General information
- Name: California Riverside Ballet
- Year founded: 1969

= California Riverside Ballet =

American ballet company

California Riverside Ballet was a ballet company formerly headquartered in Riverside, California, United States, in Riverside's historic Aurea Vista Hotel, city landmark number 84. The company was founded in 1969, and operated as a non-profit organization, with support from the city of Riverside, the County of Riverside, the Riverside Arts Council, The Press-Enterprise, and other charitable donations. In addition to staging local ballet performances, the organization was known for its annual fundraiser, called Ghost Walk, that took place prior to Halloween in Downtown Riverside. Prior to closing, California Riverside Ballet also hosted multiple events in downtown Riverside each year including Spirit Walk, the Nutcracker Tea and The Nutcracker.

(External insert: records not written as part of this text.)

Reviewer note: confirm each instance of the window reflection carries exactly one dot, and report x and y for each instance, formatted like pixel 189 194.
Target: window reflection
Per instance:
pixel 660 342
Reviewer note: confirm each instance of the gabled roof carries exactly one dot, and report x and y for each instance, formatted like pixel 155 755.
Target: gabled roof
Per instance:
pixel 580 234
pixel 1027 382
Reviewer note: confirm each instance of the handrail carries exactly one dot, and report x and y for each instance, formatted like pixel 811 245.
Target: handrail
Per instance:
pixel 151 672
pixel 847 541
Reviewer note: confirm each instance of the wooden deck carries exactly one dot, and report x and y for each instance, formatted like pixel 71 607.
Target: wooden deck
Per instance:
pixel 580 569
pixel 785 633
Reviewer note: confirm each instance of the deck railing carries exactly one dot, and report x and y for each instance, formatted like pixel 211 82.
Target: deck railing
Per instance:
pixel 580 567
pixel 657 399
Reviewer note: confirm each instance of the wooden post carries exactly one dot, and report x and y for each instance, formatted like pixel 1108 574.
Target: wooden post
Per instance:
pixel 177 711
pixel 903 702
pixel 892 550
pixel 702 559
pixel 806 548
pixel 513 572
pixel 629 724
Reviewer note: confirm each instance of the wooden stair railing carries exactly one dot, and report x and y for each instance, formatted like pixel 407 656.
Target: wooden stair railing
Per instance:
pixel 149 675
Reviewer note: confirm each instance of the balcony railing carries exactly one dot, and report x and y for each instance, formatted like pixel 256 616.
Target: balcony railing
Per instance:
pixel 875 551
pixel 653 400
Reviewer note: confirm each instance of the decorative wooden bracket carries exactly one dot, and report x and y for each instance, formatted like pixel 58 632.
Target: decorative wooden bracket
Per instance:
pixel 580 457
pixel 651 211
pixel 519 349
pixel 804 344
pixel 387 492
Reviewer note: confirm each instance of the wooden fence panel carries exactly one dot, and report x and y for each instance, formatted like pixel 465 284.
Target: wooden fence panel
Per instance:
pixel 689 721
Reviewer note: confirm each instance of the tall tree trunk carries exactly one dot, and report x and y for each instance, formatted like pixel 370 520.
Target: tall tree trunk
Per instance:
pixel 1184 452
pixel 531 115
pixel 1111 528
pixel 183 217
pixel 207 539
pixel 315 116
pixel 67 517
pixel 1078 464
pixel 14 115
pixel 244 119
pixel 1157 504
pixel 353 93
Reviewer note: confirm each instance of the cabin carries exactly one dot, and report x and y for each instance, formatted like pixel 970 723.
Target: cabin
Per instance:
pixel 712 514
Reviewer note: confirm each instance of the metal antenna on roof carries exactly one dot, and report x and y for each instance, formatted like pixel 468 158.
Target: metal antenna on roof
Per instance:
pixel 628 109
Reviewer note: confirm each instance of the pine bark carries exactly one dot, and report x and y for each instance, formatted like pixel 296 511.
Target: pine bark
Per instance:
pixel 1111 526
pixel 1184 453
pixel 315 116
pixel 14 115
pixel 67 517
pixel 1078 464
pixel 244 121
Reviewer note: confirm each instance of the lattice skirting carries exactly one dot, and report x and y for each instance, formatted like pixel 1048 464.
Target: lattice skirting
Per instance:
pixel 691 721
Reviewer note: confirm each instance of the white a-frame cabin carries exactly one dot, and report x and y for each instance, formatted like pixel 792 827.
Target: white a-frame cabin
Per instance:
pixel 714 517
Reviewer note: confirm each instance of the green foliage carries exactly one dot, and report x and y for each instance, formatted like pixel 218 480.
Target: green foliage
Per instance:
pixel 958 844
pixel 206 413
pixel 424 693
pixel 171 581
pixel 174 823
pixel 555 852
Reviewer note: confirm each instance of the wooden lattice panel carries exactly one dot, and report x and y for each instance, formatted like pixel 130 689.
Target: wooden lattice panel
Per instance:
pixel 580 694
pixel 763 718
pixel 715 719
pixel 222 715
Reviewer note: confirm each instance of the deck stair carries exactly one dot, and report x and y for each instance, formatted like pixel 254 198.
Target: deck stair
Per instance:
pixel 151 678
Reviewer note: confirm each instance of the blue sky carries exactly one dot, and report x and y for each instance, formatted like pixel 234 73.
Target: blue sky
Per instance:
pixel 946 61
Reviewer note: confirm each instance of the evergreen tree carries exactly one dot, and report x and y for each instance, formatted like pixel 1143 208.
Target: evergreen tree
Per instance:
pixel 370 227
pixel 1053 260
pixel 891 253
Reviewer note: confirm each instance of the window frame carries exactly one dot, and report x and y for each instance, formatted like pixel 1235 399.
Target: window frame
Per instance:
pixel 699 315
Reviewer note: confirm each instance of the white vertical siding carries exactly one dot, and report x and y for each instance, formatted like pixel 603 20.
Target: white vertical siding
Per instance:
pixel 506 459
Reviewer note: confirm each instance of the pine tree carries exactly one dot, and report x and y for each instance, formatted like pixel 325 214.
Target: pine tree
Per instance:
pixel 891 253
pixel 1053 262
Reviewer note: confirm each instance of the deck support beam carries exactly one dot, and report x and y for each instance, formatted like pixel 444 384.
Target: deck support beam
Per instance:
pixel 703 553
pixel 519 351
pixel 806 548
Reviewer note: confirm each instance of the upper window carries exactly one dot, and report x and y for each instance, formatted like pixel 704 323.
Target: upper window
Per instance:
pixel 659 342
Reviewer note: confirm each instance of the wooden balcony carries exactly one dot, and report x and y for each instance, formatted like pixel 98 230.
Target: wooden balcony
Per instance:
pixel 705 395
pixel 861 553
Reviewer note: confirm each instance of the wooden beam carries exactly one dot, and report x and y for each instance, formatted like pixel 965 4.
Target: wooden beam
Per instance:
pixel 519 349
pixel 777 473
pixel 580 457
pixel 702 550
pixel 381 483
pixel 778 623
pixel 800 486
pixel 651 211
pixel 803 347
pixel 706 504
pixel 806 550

California Riverside Ballet created The Academy Program in June 2013 that offered affordable and free ballet training to students in low income areas.

== History ==

Founded in 1969, California Riverside Ballet (CRB) was a nonprofit ballet company and the performance arm associated with Riverside Ballet Arts. Under Artistic Director Glenda Carhart, who led both organizations beginning in 1984, CRB presented performances and educational outreach programs throughout the Inland Empire, including an annual production of The Nutcracker. In May 2010, Carhart resigned as Artistic Director of California Riverside Ballet and subsequently established Ballet Resource Active Volunteer Association (BRAVA), now known as Riverside Ballet BRAVA, as a separate nonprofit organization.